During our research we had the chance to meet a real life tribesman from the Rainforest. We tried to communicate with him however he didn't speak our language. We have discussed our options to learn how to communicate with the tribe and learn about their culture and beliefs as we learn about tolerance, mutual respect and individual liberty from other cultures points of view. It was interesting to see how the children were challenged to prepare a spoken performance as their outcome. It couldn't be captured on paper it had to be performed. The children's further questions about the tribe meant that their historical research focused upon looking at different communities and their traditions and language. It was interesting to see how many similarities there are even if appearances are very different.

Were the Romans a force for good in Britain?

We took part in a number of thematic days to bring our work to life. This included visits from a Roman solider and being a Roman citizen for a day - effectively becoming a living museum. We wanted the children to empathise with the lives of everyday people from the time and this has been a fabulous way to achieve it.
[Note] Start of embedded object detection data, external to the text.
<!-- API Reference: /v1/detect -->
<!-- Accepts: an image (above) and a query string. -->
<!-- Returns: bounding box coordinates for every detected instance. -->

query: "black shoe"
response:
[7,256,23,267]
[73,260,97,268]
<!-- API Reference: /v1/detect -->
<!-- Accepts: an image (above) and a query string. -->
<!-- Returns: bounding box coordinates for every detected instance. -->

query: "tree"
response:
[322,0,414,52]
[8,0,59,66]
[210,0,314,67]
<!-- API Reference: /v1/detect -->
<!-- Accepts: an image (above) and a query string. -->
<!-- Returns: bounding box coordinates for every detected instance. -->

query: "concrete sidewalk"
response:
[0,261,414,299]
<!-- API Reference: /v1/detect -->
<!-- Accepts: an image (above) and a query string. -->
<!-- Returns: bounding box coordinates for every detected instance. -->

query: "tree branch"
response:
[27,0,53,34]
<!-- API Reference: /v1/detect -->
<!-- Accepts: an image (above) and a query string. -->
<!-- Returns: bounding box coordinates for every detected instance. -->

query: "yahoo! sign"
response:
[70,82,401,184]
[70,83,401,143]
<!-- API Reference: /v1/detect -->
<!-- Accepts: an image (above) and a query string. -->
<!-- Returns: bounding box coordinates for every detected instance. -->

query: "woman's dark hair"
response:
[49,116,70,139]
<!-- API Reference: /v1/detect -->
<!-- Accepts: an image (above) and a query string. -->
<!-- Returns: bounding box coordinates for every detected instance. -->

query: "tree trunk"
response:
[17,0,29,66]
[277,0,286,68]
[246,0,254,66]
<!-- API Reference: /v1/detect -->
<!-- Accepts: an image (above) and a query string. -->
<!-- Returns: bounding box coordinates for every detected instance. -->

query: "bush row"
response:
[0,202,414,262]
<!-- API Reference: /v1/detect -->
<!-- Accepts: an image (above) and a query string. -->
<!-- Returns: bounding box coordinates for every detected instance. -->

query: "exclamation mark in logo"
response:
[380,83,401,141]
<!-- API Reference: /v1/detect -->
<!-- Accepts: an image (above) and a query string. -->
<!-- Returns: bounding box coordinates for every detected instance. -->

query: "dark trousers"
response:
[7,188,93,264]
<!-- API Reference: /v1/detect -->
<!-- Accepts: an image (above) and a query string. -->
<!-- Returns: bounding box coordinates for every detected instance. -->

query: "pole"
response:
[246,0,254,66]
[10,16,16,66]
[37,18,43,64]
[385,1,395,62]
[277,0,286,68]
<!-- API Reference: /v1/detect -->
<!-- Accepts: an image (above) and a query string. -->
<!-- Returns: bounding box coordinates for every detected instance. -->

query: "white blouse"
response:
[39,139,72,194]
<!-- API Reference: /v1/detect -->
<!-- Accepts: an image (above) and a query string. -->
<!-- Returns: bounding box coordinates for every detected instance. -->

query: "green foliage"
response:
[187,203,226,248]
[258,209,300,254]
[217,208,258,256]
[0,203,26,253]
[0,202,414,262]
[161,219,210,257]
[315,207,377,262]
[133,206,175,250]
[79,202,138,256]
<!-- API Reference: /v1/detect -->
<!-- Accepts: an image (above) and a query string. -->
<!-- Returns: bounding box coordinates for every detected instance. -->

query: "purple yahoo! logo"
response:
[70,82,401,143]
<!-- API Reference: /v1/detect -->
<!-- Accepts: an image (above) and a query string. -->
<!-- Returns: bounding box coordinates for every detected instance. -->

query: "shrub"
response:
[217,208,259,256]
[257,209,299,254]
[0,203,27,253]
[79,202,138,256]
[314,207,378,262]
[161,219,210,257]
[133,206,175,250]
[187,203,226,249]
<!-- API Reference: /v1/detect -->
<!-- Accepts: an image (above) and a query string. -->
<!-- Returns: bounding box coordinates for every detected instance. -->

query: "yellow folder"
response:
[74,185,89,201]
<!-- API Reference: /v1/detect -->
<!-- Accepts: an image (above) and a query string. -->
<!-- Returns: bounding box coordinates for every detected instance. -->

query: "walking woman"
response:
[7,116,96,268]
They created a battle scene and worked together as a team to defeat the opposition! Below are some pictures from these events.

The children had real desire to create a living museum that captured every aspect of Roman life to consider what it offered to the native people of Britain. Designing weapons and considering the threat that they offered and how they would have been used to maintain order. Songs and music that reflected the togetherness of the communities under Roman control. Information writing studying the positive additions that Romans made to Britain - that still remain today. Solving problems with Roman trade and how early forms of money could be used in exchange for goods. Our children seemed split on whether the Romans were such a positive force and one member of year 4 summed it up perfectly when they said "They gave us a lot, but we lost a lot at the time as well!"